Когда луна окрасится в алый — страница 61 из 66

Хуже всего приходилось людям. Они бросали оружие, падали на землю, застывали, и казалось, что их сердца не выдержат. Некоторые, более сильные духом, пытались отползти подальше, кое-как пятились, но не могли избежать силы, что вырывалась из Ёми и давила на них.

Генко дышала с трудом и как-то отстраненно, словно не она наблюдала за тем, как один из молодых каннуси поднял руку с зажатым в ней танто и одним движением полоснул себя по горлу. Несколько оммёдзи схватились за голову и раскачивались из стороны в сторону, охваченные безумием. Еще один человек вспорол себе живот, кто-то бросился прямиком под ноги они, и те сбили его, затоптали, ломая своим весом тело несчастного.

Люди теряли рассудок. Не каждый ками мог находиться в Ёми и вернуться оттуда без последствий для разума.

Воинственный клич Сусаноо прорезал туман, окутывающий сознание. Генко встряхнула головой, посмотрела на Сусаноо и впервые испытала к нему что-то похожее на благодарность и благоговение. От него исходил свет – яркий, сильный, намного больше и могущественнее того, что был дозволен Небесами спустившимся на землю богам. Но это помогало. Аура Сусаноо постепенно покрывала людей, заставляла их прийти в себя и отступить от сосредоточия зла. Божественная ки насыщала людей энергией так, что они не могли с ней справиться в должной мере и горели изнутри, как в лихорадке. Но они оставались живы.

– Уходите! – Инари выступила вперед, изливая свою силу. Удвоенная энергия богов подавляла, выжигала воздух, но люди вставали на дрожащие ноги и уходили, бежали, кто мог, покидая место столкновения демонов и богов.

На фоне ночи ярким росчерком полыхнула молния, и в небе разнесся раскат грома.
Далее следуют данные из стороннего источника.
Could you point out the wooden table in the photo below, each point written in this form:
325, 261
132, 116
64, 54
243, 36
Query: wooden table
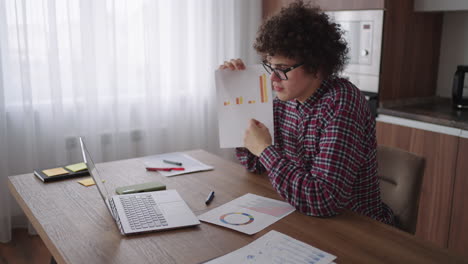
75, 225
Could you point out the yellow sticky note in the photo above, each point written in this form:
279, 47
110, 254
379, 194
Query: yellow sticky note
77, 167
87, 182
55, 172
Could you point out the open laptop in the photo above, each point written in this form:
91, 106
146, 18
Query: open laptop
142, 212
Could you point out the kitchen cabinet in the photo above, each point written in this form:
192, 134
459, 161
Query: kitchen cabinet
410, 45
272, 6
438, 5
440, 153
458, 237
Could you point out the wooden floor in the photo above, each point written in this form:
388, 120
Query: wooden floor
25, 249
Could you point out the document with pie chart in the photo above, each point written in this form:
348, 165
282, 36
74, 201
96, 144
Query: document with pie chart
248, 214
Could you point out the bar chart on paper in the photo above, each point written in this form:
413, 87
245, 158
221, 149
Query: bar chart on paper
242, 95
261, 97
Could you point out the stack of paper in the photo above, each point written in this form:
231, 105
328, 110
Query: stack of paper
248, 214
275, 247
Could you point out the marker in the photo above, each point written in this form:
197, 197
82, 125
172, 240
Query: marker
173, 162
209, 198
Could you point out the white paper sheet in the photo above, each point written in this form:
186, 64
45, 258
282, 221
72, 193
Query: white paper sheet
248, 214
275, 247
188, 163
242, 95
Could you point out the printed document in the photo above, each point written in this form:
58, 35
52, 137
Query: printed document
241, 96
248, 214
276, 247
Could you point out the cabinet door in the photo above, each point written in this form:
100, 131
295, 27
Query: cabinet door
271, 7
440, 152
458, 240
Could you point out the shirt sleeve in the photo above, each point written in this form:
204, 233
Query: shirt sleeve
325, 188
249, 160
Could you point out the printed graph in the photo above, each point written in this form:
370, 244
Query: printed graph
263, 94
269, 207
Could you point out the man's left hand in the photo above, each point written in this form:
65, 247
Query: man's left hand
257, 137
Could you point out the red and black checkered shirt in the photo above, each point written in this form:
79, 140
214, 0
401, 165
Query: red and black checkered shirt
324, 155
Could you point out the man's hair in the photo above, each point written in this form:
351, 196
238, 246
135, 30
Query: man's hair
305, 34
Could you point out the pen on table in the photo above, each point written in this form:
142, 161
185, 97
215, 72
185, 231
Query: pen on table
173, 162
164, 169
209, 198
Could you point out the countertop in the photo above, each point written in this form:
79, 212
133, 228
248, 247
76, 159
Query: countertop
435, 110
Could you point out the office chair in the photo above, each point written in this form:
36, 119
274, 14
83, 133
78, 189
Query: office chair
400, 174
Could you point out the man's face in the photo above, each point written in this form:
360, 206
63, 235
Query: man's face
300, 84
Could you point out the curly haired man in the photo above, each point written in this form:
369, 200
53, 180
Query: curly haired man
324, 156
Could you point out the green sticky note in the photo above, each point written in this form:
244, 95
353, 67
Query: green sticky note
77, 167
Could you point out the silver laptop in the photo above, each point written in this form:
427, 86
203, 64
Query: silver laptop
142, 212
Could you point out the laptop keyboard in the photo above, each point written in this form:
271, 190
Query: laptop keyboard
142, 212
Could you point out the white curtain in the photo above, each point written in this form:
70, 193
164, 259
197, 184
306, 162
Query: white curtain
133, 77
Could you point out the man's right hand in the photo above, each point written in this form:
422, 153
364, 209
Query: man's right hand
234, 64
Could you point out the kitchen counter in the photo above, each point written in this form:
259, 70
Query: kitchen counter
435, 110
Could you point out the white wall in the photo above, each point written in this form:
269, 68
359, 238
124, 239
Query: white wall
453, 50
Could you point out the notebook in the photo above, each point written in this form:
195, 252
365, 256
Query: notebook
142, 212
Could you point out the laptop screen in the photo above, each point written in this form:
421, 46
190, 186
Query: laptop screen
93, 171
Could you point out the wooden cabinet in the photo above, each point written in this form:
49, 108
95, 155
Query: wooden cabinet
410, 45
440, 153
438, 5
458, 238
272, 6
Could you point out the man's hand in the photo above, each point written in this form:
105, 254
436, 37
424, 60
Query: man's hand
257, 137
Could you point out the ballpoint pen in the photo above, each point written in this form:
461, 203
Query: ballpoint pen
209, 198
164, 169
173, 162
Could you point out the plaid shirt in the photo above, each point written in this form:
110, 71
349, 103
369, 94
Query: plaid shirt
324, 155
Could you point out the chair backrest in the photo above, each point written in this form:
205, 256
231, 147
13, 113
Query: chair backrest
401, 174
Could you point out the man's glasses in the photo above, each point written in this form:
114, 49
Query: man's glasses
280, 73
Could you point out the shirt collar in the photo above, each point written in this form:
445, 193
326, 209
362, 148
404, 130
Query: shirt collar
308, 104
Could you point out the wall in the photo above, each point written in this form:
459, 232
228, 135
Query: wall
453, 50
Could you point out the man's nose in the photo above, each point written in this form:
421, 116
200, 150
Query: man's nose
274, 77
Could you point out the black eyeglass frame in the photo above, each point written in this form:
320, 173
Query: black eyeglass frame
270, 69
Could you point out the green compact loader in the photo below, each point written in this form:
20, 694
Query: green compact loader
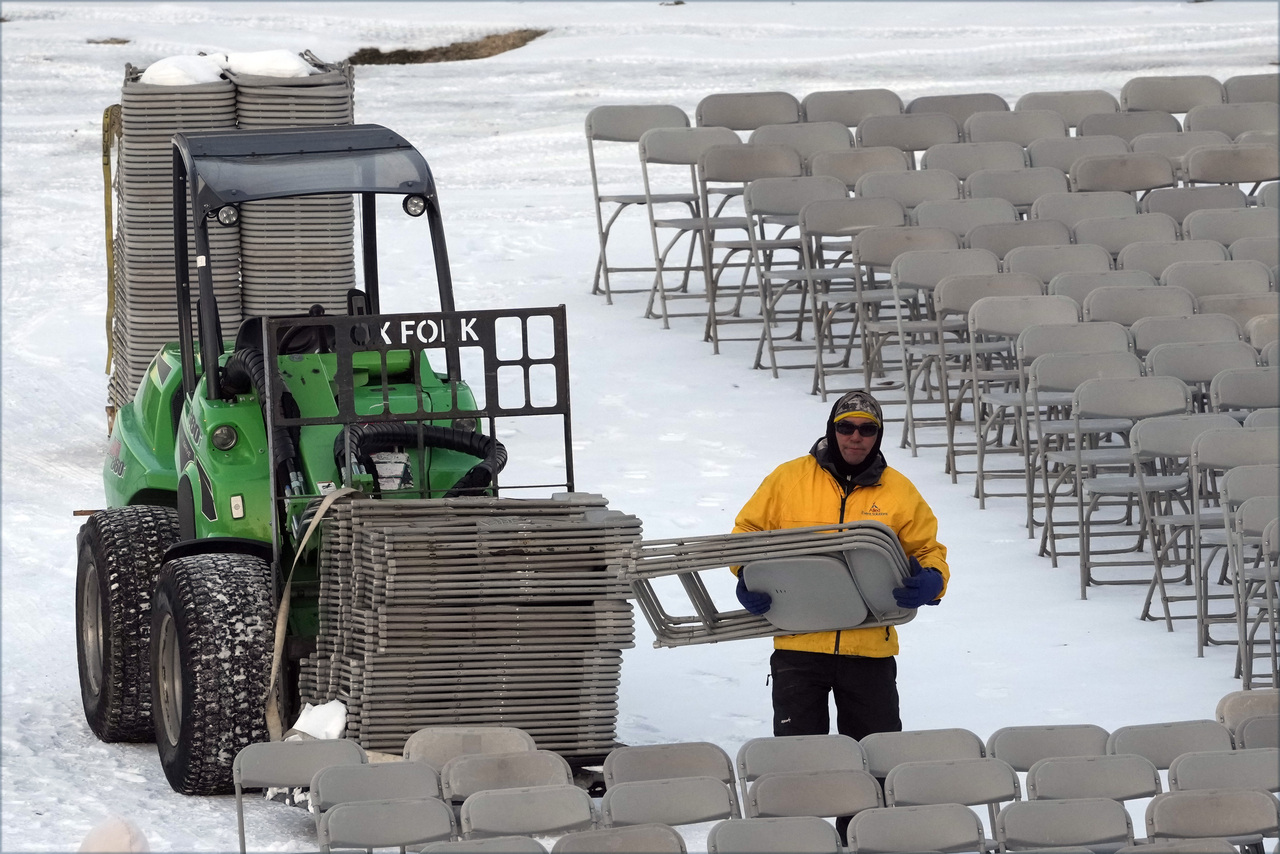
196, 588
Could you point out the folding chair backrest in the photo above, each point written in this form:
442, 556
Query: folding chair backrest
851, 164
1072, 105
813, 793
389, 822
935, 827
1162, 743
887, 749
1072, 821
850, 106
792, 835
1152, 330
1119, 777
1212, 812
1127, 305
1061, 153
1253, 768
535, 811
1022, 747
1171, 94
632, 839
1210, 278
469, 773
746, 110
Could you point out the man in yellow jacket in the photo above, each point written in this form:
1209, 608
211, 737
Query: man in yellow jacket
844, 478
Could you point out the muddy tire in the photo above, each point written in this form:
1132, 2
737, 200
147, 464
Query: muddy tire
118, 558
213, 628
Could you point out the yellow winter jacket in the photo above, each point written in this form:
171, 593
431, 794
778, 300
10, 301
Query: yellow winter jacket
800, 493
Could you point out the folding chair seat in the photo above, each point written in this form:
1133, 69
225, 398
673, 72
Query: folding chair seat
438, 744
746, 110
1078, 286
1132, 173
906, 132
1240, 816
1121, 777
1047, 261
1264, 250
1114, 233
908, 188
1070, 208
851, 164
400, 822
286, 765
961, 214
807, 137
1256, 768
1022, 747
1242, 307
1234, 119
1072, 821
958, 106
1060, 153
1020, 127
1232, 224
909, 830
1153, 257
1127, 305
1001, 237
849, 106
1212, 278
827, 793
963, 159
649, 839
1072, 105
791, 835
1020, 187
1244, 389
1244, 88
1179, 201
625, 124
1128, 124
1170, 92
888, 749
533, 811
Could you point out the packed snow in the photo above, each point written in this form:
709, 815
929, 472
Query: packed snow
663, 428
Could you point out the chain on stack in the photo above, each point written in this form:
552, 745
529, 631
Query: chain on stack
475, 611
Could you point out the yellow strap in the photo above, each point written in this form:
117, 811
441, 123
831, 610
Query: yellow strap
282, 616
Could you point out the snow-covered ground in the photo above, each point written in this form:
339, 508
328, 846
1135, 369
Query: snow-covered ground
663, 428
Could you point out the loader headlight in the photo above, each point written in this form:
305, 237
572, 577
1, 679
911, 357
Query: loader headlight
224, 438
415, 205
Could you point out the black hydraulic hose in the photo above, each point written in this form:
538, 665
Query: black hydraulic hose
384, 435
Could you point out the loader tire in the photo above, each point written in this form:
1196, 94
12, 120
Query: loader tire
213, 629
118, 558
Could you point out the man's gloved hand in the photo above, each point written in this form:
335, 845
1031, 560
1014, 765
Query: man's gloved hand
919, 588
754, 602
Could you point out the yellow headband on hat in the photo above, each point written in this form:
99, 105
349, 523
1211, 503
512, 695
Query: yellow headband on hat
858, 415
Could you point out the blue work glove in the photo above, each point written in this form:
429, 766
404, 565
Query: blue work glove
922, 587
754, 602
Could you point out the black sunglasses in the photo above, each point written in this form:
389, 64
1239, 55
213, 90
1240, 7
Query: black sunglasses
849, 428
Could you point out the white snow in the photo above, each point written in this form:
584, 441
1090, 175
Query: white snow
662, 428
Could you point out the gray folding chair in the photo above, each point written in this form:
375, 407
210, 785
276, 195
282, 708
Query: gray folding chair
625, 124
534, 811
1121, 777
1072, 105
791, 835
1022, 747
1253, 768
286, 763
910, 830
849, 106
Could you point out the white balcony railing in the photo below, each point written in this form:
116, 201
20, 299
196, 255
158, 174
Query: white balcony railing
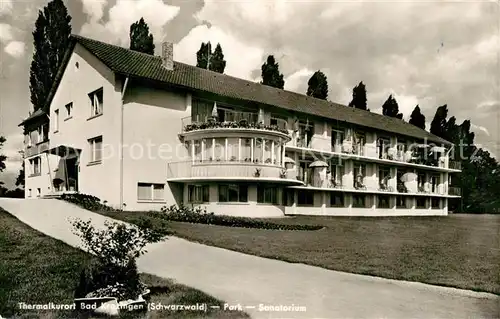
224, 170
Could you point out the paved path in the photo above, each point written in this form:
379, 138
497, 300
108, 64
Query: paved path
250, 281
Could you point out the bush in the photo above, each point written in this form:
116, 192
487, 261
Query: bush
200, 215
85, 201
116, 247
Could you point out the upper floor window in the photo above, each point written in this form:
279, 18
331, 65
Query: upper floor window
35, 166
56, 120
150, 192
198, 193
95, 146
96, 102
69, 110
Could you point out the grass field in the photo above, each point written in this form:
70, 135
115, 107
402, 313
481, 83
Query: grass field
460, 251
36, 269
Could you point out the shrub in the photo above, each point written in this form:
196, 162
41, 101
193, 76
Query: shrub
200, 215
116, 248
85, 201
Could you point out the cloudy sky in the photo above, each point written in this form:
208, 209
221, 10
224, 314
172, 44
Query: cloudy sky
424, 52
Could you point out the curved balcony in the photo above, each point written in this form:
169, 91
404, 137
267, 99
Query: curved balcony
229, 170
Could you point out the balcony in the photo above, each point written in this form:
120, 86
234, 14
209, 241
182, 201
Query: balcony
454, 191
455, 165
232, 170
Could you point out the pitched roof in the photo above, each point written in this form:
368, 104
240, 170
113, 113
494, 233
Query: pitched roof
136, 64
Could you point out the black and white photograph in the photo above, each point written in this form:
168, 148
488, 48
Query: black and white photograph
250, 159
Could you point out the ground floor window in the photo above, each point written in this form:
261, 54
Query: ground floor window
233, 193
383, 201
435, 203
267, 194
359, 201
150, 191
288, 197
421, 202
400, 202
198, 193
337, 200
305, 198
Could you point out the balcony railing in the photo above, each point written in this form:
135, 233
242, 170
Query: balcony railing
454, 191
224, 170
455, 165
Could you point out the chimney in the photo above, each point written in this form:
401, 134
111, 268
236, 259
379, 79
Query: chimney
167, 55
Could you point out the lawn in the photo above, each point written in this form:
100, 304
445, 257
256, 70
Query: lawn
460, 251
36, 269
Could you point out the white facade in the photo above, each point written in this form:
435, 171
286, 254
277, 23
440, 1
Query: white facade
127, 144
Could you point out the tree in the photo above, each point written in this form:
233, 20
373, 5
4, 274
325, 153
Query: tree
217, 62
318, 86
417, 118
50, 40
391, 108
203, 54
359, 97
271, 75
438, 124
140, 38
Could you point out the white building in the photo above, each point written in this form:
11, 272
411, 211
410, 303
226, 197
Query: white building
141, 131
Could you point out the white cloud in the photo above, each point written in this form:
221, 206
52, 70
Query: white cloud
15, 48
94, 8
481, 128
123, 14
5, 32
241, 58
298, 80
5, 7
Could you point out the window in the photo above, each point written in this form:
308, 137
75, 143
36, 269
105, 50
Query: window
69, 110
267, 194
288, 197
35, 166
95, 149
150, 192
96, 102
198, 193
233, 193
383, 145
358, 201
56, 120
359, 175
383, 202
435, 203
336, 199
337, 139
421, 202
305, 198
400, 201
384, 176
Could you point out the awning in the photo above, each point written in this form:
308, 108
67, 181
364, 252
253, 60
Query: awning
65, 151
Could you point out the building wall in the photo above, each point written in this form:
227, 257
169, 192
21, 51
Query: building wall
152, 122
248, 209
83, 75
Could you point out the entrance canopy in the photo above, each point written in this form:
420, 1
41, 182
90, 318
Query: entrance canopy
65, 151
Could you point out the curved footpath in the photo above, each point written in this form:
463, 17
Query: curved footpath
252, 281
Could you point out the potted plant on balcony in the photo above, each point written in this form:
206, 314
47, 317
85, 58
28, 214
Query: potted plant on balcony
283, 173
257, 172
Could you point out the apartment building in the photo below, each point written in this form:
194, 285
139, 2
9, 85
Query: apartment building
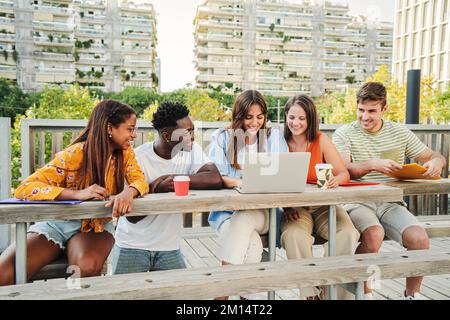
282, 48
422, 39
102, 44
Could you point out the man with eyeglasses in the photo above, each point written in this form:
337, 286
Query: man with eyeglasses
150, 243
372, 147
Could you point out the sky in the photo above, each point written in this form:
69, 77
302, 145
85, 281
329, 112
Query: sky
175, 30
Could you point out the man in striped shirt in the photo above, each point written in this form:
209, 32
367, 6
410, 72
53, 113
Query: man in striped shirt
370, 148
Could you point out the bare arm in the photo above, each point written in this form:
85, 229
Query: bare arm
331, 156
433, 161
207, 177
360, 169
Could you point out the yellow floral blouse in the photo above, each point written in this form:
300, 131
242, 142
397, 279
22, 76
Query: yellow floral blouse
63, 172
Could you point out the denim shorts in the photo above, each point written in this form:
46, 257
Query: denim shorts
60, 231
125, 260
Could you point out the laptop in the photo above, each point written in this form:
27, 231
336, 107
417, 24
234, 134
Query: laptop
274, 172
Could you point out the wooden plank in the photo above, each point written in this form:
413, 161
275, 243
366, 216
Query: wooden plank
5, 175
437, 228
421, 187
202, 200
212, 246
57, 143
198, 232
199, 248
239, 279
187, 220
191, 256
41, 152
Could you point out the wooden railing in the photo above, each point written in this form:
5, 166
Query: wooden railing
37, 133
5, 174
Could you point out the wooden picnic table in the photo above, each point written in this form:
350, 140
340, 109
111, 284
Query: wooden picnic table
199, 201
421, 187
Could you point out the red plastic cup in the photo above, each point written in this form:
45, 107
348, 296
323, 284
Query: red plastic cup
181, 185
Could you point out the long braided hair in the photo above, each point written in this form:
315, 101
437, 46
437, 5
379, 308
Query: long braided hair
98, 148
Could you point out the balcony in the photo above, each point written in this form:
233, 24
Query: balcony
218, 78
53, 56
384, 49
93, 18
7, 4
96, 4
219, 24
269, 79
57, 42
283, 93
297, 54
202, 63
218, 51
205, 11
53, 26
384, 61
6, 21
338, 17
136, 7
279, 12
138, 63
136, 21
55, 70
136, 50
141, 78
91, 61
7, 37
9, 72
136, 35
53, 9
337, 44
266, 26
217, 37
87, 32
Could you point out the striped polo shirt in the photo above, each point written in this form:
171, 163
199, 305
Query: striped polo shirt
394, 141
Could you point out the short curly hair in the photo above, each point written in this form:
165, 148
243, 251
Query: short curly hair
167, 115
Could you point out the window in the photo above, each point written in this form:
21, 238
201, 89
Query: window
433, 39
408, 21
406, 48
414, 44
416, 18
444, 10
424, 42
441, 66
425, 9
443, 35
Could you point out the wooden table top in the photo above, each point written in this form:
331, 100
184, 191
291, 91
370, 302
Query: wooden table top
202, 201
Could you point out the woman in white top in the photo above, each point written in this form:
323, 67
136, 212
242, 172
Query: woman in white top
239, 231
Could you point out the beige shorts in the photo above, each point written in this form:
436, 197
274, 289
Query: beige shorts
393, 217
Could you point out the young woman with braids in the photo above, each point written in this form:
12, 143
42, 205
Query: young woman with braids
99, 163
Было неясно, злятся Небеса, или же Сусаноо больше не сдерживался и призывал стихию на помощь.

Из врат Ёми повеяло могильным холодом, вслед за которым раздался протяжный, заунывный вой и плач. Они слышались издалека, как мелодия незаметных музыкантов во дворцах, но рык – чудовищный, грозный, вызывающий ощущение грядущей погибели – приближался. Земля задрожала. Чьи-то тяжелые, грузные шаги раздавались все ближе и ближе, и даже боги поспешили попятиться.

Генко все еще сидела перед Озему, прижимая к себе остывающее тело Джуничи, и пыталась найти силы двигаться. Она должна встать, должна вернуться к своей богине, остаться в живых, должна хотя бы еще раз увидеть Йосинори!

С болезненным шипением Генко положила старика на землю и с трудом поднялась на ноги. Неожиданные, мягкие объятия Бьякко позволили ей немного расслабиться, ровно настолько, чтобы сестра увела ее подальше от замершего Озему и разверзающегося кошмара. Грохот становился все ближе, и Генко не хотела даже думать о том, кто мог издавать такой шум.

И все равно получила ответ. За спиной Озему, заполонив собой весь проход, появились три чудовищного размера фигуры. Исходившая от них энергия была не просто подавляющей, она во много раз превосходила силы всех, кто находился сейчас в лесу, будь то ёкаи, духи и даже сами боги. И словно этого было мало, первый из троицы занес ногу над трепещущей тьмой, что разделяла мир живых и мертвых, и с некой настороженностью сделал первый шаг.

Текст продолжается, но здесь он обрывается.